Si l’on en croit certaine prophéties, la ville devrait retrouver sa gloire perdue, en recevant dans les prochaines années, un Pontife qui abandonnera  Rome sous la poussée des masses populaires. Nostradamus y est pour quelque chose...Ne tirons pas de chèque en blanc sur le futur, mais souvenons-nous que le Rhône était le fleuve de la Rose, et qu’en Avignon, une cérémonie très secrète se déroulait le dimanche du Lactare, au Palais des Papes : LA REMISE DE LA ROSE D’OR.


Au Musée du Louvre, on peut encore voir celle offerte par Clément V au Prince-Évêque de Bale. Elle mesure 0,60m et pèse 305 grammes. Le bijou est en or fin. Or en réalité, cette rose est une églantine à cinq pétales, une image du pentalpha !

 


VILLENEUVE-LES-AVIGNON

 

Franchissons le Rhône, Villeneuve nous attend et nous accueille. Le Fort Saint-André, une ancienne chartreuse nous ouvre largement ses portes, c’est aujourd’hui un centre culturel. Pressons le pas vers l’hospice, Enguerrand Quarton nous invite à contempler LE COURONNEMENT DE LA VIERGE, son oeuvre maîtresse, un témoignage exceptionnel d’une époque où le mot art avait encore un sens très précis.

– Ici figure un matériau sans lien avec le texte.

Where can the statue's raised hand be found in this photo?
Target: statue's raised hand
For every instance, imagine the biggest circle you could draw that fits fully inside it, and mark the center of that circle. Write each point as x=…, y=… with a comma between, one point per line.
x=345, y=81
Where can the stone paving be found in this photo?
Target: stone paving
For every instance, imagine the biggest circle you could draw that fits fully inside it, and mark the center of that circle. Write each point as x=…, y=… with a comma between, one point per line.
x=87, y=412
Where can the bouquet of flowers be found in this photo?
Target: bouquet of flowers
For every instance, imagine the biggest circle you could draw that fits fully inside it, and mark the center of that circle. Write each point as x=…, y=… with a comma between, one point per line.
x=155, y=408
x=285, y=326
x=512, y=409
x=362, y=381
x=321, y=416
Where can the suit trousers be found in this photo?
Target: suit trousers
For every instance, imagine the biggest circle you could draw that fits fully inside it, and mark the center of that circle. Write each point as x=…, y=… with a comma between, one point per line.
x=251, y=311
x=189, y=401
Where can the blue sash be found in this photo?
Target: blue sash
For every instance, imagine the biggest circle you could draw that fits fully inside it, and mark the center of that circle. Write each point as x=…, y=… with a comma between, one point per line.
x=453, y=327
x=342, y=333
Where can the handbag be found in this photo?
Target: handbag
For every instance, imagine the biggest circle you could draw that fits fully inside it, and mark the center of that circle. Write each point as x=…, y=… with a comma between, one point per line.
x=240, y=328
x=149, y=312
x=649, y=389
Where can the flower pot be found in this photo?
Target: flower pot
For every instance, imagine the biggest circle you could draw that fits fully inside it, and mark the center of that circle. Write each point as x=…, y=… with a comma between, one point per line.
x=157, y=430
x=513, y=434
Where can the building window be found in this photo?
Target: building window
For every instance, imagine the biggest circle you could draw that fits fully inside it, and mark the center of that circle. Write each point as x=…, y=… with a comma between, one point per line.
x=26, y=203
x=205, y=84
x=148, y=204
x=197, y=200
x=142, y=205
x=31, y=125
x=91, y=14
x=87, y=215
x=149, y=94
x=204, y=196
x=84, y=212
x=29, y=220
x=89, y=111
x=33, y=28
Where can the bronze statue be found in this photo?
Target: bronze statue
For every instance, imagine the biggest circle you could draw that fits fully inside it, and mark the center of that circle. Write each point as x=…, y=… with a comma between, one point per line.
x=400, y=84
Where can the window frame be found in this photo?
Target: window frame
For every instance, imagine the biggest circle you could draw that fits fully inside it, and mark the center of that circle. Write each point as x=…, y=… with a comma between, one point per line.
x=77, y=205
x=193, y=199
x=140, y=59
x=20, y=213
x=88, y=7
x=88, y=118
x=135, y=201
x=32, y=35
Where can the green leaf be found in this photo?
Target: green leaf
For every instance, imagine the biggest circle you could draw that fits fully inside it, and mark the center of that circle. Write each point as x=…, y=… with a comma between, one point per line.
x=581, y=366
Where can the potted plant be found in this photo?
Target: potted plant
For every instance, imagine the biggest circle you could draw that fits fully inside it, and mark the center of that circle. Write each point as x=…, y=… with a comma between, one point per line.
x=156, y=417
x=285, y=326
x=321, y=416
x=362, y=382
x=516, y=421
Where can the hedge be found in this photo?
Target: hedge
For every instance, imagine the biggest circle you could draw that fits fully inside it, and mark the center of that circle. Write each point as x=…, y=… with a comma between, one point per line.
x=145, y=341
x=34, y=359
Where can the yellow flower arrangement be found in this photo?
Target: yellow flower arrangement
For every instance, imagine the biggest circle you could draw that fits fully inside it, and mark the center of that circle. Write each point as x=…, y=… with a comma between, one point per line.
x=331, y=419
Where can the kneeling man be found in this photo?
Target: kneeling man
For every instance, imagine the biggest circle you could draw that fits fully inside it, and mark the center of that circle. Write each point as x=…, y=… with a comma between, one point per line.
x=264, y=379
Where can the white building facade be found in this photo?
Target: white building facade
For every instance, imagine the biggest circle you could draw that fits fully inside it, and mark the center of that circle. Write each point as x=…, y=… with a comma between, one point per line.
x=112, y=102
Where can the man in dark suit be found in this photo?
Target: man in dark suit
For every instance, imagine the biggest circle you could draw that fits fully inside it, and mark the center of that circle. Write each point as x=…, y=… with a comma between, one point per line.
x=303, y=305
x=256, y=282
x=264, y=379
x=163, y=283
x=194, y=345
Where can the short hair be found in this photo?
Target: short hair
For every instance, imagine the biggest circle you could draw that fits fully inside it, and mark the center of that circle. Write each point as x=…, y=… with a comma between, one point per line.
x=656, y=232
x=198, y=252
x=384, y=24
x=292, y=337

La fixation des papes en Avignon provoqua une fermentation intellectuelle et artistique qui marqua toute l’époque d’une pierre blanche. Leur départ provoqua un effondrement des valeurs, qui prit l’allure d’une véritable catastrophe.

      

Lorsque Grégoire XI décida de regagner  Rome, en 1377, le coup fut terrible pour la cité.
Le début du XVe siècle vit l’Europe se déchirer, ne laissant que peu de place aux peintres, comme à tous les créateurs. Enguerrand Quarton dut subir son époque et s’initier dans les ateliers d’artistes au goût de son temps. Calquant son art sur le style des enlumineurs français et les grands peintres flamands.

À Aix-en-Provence, il rencontre Barthélemy d’Eyck, un maître enlumineur au service du Roi René, souverain qui se plaît à évoluer au milieu d’une cour d’artistes et de savants. Enguerrand arriva en Provence avec de nombreuses références qui lui ouvrirent de nombreuses portes.

En 1446, alors qu’il réside à Arles, il se voit confier la réalisation d’un retable de l’église de Tarascon.


Un an plus tard, on le retrouve en Avignon, où il signe un contrat pour sept oeuvres. Le 24 avril 1453, l’artiste se voit confier la réalisation de LA VIERGE DU COURONNEMENT, une toile qui par la suite devait porter bien d’autres noms : “ Jugement Dernier “---” Sainte Trinité “---” Triomphe de la Vierge “---” Église Catholique “---et encore “ Divine Comédie “.

Le tableau dont l’inspiration fut sans doute  puisée dans l’imagerie populaire des cathédrale, est divisé en trois plans superposés. Le Paradis, la Terre, l’Enfer et le Purgatoire se partagent suivant des proportions étudiées.

La Vierge personnage central de l’oeuvre resplendit de toute sa beauté. Son visage est d’une pureté toute féminine, il éclaire, il rayonne.

La composition s’appuie sur une symétrie voulue dans laquelle le symbolisme se dissimule sous la forme.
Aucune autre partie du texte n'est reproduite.